The word “somatic” comes from the Greek word, sōma which means “the body.” The field of somatics is composed of all of the practices that help you connect back to your body and the sensations inside of your body.

Within the realm of somatics are two distinct pathways, clinical and psychological. The first one, clinical somatics, explores practices that are often used for pain management. These practices have more focus on movement and are connected to the somatic nervous system, which is another word for the sensory motor nervous system – the part of your nervous system that knows how to sense with vision, hearing, smell, taste and touch.

It is also responsible for interoception, sensing feelings inside of your body and proprioception, feeling where your body is in time and space. Proprioception is what allows you to notice where your left big toe is without needing to look for it. It’s the quality of being able to feel where different areas of your body are intuitively and internally. 

Old emotional energy, stress, and trauma gets stuck quite physically in the tissues of the body. Clinical somatics attempts to resolve these holding patterns within the body through movement. Often slow micro-movements and pendiculation are tools incorporated to clinical somatic practices. Pendiculation is a way of contracting and releasing different muscle groups in order to help the sensory motor nervous system reset and rewire a specific holding pattern. 

The second pathway within somatics is the psychological pathway which involves connecting with emotions, thoughts, and psychological belief systems internally. It explores how these all relate to different feeling states and sensations inside of the body.
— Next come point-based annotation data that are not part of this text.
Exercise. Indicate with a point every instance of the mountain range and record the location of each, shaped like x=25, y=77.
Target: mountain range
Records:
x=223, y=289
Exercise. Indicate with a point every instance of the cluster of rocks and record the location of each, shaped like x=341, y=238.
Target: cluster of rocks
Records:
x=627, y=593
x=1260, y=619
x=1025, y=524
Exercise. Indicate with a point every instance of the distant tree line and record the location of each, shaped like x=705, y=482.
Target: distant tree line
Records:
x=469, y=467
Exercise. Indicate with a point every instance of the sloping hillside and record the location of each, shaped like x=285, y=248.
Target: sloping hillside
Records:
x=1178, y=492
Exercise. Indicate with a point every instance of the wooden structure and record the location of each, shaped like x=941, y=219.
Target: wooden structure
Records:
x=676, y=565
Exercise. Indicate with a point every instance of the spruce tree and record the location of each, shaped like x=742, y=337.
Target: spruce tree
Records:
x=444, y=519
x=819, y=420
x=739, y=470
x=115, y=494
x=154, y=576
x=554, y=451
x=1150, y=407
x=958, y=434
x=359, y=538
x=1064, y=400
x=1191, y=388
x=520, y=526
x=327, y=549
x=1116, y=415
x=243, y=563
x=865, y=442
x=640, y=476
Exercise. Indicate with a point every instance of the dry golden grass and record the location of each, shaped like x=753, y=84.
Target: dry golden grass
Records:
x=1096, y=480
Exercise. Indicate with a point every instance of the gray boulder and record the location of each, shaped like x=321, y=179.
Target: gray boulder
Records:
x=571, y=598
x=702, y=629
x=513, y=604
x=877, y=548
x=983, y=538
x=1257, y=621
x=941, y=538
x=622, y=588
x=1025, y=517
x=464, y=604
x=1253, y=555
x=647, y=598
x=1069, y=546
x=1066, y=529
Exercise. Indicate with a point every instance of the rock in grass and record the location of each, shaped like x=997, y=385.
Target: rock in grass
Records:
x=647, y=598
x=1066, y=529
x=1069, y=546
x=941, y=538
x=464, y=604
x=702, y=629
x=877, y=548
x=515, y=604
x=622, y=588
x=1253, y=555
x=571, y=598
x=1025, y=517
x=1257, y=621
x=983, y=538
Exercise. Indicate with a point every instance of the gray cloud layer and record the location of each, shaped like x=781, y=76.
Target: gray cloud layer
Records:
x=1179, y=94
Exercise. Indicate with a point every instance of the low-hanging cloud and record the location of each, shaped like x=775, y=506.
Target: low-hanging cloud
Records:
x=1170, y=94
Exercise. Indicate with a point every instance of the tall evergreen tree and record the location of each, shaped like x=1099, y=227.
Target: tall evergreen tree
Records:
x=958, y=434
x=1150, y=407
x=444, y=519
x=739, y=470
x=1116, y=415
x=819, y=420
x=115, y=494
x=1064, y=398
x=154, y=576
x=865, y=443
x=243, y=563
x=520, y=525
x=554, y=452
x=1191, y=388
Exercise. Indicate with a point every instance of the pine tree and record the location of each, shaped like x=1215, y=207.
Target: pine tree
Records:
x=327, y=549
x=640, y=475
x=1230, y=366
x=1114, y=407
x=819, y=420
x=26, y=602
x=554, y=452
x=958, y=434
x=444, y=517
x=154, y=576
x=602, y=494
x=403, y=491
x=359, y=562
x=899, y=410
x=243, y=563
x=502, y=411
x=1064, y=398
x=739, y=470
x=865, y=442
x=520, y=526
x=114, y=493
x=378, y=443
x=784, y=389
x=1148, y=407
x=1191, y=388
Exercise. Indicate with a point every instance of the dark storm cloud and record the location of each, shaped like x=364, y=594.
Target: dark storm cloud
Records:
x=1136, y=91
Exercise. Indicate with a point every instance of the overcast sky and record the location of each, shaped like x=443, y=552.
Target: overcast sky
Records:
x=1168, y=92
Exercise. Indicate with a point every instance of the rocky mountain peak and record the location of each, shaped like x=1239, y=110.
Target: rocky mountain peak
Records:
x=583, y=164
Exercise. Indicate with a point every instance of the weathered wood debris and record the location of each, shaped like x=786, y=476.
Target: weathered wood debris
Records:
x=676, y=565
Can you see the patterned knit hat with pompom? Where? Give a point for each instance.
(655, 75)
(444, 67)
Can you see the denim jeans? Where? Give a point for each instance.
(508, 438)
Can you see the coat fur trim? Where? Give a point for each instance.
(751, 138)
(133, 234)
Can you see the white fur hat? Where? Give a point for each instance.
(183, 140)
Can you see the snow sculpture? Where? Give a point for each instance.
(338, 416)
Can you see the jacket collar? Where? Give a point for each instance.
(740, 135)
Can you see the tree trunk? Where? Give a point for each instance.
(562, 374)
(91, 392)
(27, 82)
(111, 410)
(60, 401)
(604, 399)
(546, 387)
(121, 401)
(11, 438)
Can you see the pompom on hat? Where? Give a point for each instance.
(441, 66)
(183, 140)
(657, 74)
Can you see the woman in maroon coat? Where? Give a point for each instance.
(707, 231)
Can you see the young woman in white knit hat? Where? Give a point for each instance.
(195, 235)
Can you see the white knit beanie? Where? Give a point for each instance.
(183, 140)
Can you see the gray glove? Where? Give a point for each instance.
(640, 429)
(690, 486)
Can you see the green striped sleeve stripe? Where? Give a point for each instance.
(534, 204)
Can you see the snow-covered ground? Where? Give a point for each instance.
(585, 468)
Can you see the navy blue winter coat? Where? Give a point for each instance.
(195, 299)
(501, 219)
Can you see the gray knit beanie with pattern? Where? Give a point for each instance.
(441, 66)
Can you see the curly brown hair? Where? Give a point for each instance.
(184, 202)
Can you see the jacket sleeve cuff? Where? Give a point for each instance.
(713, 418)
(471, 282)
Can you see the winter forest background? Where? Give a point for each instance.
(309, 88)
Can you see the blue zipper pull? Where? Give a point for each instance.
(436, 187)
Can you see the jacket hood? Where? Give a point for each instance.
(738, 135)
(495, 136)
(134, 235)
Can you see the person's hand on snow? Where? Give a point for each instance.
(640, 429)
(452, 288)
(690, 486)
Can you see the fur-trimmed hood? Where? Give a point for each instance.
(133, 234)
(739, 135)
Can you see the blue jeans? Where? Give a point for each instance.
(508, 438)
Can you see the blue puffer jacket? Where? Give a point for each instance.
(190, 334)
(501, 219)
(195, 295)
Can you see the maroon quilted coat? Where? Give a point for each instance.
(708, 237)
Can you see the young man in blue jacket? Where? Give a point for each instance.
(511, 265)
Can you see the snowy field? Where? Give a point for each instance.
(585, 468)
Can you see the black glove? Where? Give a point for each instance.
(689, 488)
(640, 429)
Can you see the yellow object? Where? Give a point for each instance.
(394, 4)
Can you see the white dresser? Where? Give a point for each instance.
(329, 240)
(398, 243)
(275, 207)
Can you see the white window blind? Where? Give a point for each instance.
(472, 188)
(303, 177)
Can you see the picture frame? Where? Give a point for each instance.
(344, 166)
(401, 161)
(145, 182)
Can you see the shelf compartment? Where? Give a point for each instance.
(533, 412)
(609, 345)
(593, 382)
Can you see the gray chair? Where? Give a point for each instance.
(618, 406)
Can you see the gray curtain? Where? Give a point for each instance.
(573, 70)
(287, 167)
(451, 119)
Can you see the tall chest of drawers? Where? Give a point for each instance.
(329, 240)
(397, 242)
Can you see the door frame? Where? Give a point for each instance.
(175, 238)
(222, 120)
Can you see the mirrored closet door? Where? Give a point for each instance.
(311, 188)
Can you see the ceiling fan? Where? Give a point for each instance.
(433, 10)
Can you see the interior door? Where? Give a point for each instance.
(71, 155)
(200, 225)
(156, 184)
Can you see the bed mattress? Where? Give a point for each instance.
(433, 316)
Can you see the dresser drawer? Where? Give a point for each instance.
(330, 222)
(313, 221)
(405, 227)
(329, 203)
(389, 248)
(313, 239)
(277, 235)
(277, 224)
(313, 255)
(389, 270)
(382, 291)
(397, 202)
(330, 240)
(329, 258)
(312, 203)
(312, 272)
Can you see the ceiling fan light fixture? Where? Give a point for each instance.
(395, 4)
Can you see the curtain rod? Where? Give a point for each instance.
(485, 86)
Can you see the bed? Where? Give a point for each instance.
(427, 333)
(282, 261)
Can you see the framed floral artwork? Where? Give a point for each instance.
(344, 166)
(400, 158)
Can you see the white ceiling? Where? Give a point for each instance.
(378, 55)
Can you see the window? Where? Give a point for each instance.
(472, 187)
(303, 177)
For example, noticing when you’re feeling stressed and how you experience different levels of stress in your body. Does it show up as tightness, as heat, as cold energy, or heaviness? Psychological somatics incorporates tracking the sensations that you feel inside of your body in connection with different psycho-emotional states. 

Overall, this is a new way of thinking about psychotherapy or emotional and mental healing that is not based on talking about things or figuring things out from a mental, cognitive space. It’s about feeling our way through and learning how to move the emotional energy of our experiences.